Though the jury used the words “deadlock” and “deadlocked” in their notes, it is clear from the record that the words [444]*444were not meant to indicate a hopeless inability to continue with deliberations. To the contrary, each note asked for assistance and clearly represented a belief that with such assistance deliberations could continue. In each of the notes that used a form of the word “deadlock,” the jury modified the term with the word “currently,” indicating that there was an expectation or at least a possibility that deliberations could continue productively. The first note explicitly states that the jury felt they might be able to continue deliberating if their questions were answered. The second note is relevant to this analysis because the jury specifically asks for a blackboard to use during deliberations. The third note is less explicit, but it is reasonable to infer that the request to have an instruction read again indicated that it would be helpful in moving the deliberations forward.

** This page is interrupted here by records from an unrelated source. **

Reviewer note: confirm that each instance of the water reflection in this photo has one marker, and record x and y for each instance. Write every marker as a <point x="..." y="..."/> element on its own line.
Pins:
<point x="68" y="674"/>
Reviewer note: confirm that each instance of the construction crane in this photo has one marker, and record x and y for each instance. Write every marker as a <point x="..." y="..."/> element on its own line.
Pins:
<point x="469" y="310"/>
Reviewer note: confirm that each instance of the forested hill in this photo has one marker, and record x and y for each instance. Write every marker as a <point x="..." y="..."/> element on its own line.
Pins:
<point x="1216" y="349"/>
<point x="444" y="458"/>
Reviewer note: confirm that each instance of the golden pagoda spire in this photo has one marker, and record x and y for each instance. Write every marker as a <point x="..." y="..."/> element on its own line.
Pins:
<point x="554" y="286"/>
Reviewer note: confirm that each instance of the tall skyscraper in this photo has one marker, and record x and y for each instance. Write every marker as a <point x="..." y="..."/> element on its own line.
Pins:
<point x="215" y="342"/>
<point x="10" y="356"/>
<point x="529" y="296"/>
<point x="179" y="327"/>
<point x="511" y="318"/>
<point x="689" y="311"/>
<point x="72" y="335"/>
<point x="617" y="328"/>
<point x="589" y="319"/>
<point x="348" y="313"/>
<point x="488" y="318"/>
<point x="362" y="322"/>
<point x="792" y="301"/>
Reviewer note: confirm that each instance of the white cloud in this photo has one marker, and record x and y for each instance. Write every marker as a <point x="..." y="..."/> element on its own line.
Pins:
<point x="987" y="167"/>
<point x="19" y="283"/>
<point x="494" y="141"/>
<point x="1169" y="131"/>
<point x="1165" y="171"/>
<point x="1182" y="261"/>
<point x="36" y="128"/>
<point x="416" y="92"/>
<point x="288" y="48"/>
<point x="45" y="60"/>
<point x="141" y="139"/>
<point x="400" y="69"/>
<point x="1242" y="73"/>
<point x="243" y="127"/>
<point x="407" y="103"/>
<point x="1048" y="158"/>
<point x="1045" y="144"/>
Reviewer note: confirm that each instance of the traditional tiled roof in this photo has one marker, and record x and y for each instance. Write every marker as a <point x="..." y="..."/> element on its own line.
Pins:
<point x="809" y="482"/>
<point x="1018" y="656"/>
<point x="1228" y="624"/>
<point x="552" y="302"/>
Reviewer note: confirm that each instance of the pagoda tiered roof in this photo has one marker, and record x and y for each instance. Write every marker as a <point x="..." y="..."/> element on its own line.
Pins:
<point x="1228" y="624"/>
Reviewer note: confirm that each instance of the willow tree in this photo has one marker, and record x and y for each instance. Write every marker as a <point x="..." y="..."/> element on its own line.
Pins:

In the circumstances of this case, the judge was warranted in concluding that the jury had not completed “due and thorough” deliberations when they sent the notes. Each note suggested that the process of deliberating was ongoing rather than over. As she noted in her denial of the plaintiffs’ motion, the judge had not concluded that it was necessary to read the jury a Rodriquez instruction. See Commonwealth v. Jenkins, 34 Mass. App. Ct. at 141 (giving a Rodriquez charge an indication that judge had concluded jury’s deliberations were “due and thorough”). Given the content of the notes, the continuing deliberations, and the amount of time the jury had deliberated,10 the judge’s conclusion was well within her discretion.